Logs are still the first place to look

cd /opt/talero/node
TALERO_VALIDATOR_ENV_FILE=.env.validator.exec-pkcs11.prod \
docker compose \
  -f docker-compose.validator.exec-pkcs11.yml \
  -f docker-compose.validator.exec-pkcs11.private-rpc.yml \
  logs --tail=200 talero-validator

Appendix: remote HTTP signer backend

The alternative validator path is TALERO_VALIDATOR_SIGNER_BACKEND=remote-http. This is suitable when the signer is an internal service rather than an OpenSSL-provider-compatible local backend. 

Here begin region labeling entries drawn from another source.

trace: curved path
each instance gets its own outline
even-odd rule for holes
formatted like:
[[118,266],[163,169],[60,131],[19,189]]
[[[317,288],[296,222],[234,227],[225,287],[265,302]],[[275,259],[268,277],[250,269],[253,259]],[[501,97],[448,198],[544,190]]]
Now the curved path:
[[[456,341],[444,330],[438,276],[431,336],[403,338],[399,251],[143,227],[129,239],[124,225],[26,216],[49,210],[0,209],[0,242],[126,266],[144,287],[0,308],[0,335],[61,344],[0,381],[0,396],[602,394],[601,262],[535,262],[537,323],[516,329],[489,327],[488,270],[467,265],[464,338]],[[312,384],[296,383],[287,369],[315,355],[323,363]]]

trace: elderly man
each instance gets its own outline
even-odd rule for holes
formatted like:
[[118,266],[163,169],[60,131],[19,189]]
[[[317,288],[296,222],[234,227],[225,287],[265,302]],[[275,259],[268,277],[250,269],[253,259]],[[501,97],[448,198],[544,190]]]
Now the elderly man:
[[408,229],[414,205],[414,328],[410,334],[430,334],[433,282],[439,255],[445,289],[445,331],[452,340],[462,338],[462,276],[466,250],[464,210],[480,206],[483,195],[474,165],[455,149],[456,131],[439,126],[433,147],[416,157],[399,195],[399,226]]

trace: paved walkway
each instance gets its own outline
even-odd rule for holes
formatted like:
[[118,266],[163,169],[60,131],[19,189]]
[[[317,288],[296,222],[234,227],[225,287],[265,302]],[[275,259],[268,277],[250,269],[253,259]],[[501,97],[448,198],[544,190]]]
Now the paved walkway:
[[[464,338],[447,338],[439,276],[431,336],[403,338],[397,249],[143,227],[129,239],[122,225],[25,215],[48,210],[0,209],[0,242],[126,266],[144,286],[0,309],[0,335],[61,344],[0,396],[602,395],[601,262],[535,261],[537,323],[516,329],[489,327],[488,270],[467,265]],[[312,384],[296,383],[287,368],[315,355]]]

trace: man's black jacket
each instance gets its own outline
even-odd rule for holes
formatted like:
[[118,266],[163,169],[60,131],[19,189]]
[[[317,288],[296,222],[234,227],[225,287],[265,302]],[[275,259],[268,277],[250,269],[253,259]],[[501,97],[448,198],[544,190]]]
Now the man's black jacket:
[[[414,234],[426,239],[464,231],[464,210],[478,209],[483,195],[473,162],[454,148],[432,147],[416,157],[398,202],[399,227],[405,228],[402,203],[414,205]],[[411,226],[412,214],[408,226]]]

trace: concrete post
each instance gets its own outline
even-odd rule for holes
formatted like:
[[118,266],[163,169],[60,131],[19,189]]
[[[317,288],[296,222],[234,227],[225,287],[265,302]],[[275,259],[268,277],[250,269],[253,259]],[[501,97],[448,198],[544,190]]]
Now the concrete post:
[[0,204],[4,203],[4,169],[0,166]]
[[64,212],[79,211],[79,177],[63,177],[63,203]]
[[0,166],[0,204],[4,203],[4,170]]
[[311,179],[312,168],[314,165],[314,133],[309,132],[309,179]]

TALERO_VALIDATOR_SIGNER_BACKEND=remote-http
TALERO_VALIDATOR_REMOTE_SIGNER_URL=https://signer.example/sign
TALERO_VALIDATOR_REMOTE_SIGNER_PUBKEY=0xREPLACE_WITH_VALIDATOR_PUBKEY
TALERO_VALIDATOR_REMOTE_SIGNER_CA_PEM=/etc/talero/ca.pem
TALERO_VALIDATOR_REMOTE_SIGNER_CLIENT_IDENTITY_PEM=/etc/talero/client-identity.pem
TALERO_VALIDATOR_REMOTE_SIGNER_TIMEOUT_MS=10000
TALERO_VALIDATOR_REMOTE_SIGNER_RETRIES=2
TALERO_VALIDATOR_REMOTE_SIGNER_RETRY_BACKOFF_MS=250
  • Non-loopback mainnet endpoints must use https://.
  • TLS certificate verification must stay enabled.
  • For non-loopback endpoints, the node expects both a trusted CA PEM and a client identity PEM.
  • Bearer tokens can exist as defense in depth, but they do not replace mTLS for non-loopback mainnet validators.

Appendix: SoftHSM rehearsal path

The repository ships a local rehearsal path for the validator signer stack. This is for qualification and CI-style testing, not for a public production validator. 

cd /opt/talero/node
./tools/provision_validator_softhsm.sh
./tools/e2e_validator_exec_signer_softhsm_stack.sh

For a shorter production transition checklist, the repository also provides: 

MODE=rehearsal ./tools/validator_pkcs11_transition_checklist.sh
MODE=prod ./tools/validator_pkcs11_transition_checklist.sh

The point of rehearsal is to prove your signer path and operational workflow before you cut over to the real HSM or PKCS#11 backend. It is not a substitute for production key provisioning.